What can we do to move forward? Well, if the decision had been different, the next steps would have been virtually the same. Why? Because the underlying problem is racist policing practices, the criminalization of poor black youth, regardless of whether they are engaged in criminal behavior, as well as poverty and the lack of jobs and quality education. So, this is not about one death and one rogue cop. We need to fight for access, resources and accountability. This case is not an isolated one. It is symbolic of the plight of poor and working class black communities all across this country. This is so much bigger than Ferguson and Darren Wilson and we have to remain clear about that. Building broad coalitions, rejecting the idea of outside agitators, and generating creative and sustainable tactics of direct action to push for change.
Joan Morgan, writer
How do you feel about the decision? I expected this decision. Optimism is something that is too dangerous an indulgence in a country deeply and historically invested in using both racism and sexism to maintain white supremacy. I know many feel this is a different political moment. I think what we just saw was a long, condescending rationale that was tantamount to saying to us black and brown people, “Same shit, different day.”

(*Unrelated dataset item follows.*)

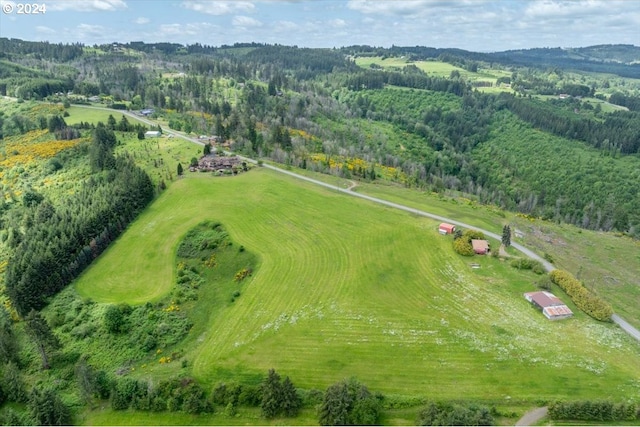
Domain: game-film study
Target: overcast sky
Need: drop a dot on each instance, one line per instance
(478, 25)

How do we move forward? I don’t know that the immediate response should be to “move forward”. I’m tired of lost black lives being a teaching moment. I think we need to feel every bit of this pain. Every bit of this anger before we move anywhere.
Linda Sarsour, National Advocacy Director, National Network for Arab American Communities
How do you feel about the decision? While the decision was unfortunately not a surprise, it still was overwhelming. I watched the decision unfold with my family including my three children. My 10-year-old daughter, upon learning that Wilson will not be indicted, said, “This is just not fair.” I am feeling sad, outraged, angry and frustrated–these are normal emotions that unfortunately are being criminalized by the media and others. I’m keeping my eyes on Ferguson, my heart in the movement and my feet on the streets of New York City because Ferguson is everywhere.
How do we move forward? We need to stay united and use this moment to refuel us to bring true systematic change to our communities. We need to empower each other, take care of one another and remain hopeful. We need to revamp the campaign to pass the End Racial Profiling Act, a bill that would prohibit the use of profiling on the basis of race, ethnicity, national origin or religion by local, state and federal law enforcement agencies. We need to continue the fight to bring justice for Mike Brown, Ramarley Graham, Eric Garner and the countless others who have lost their lives to police violence.
*Post has been updated since publication to include Linda Sarsour’s responses.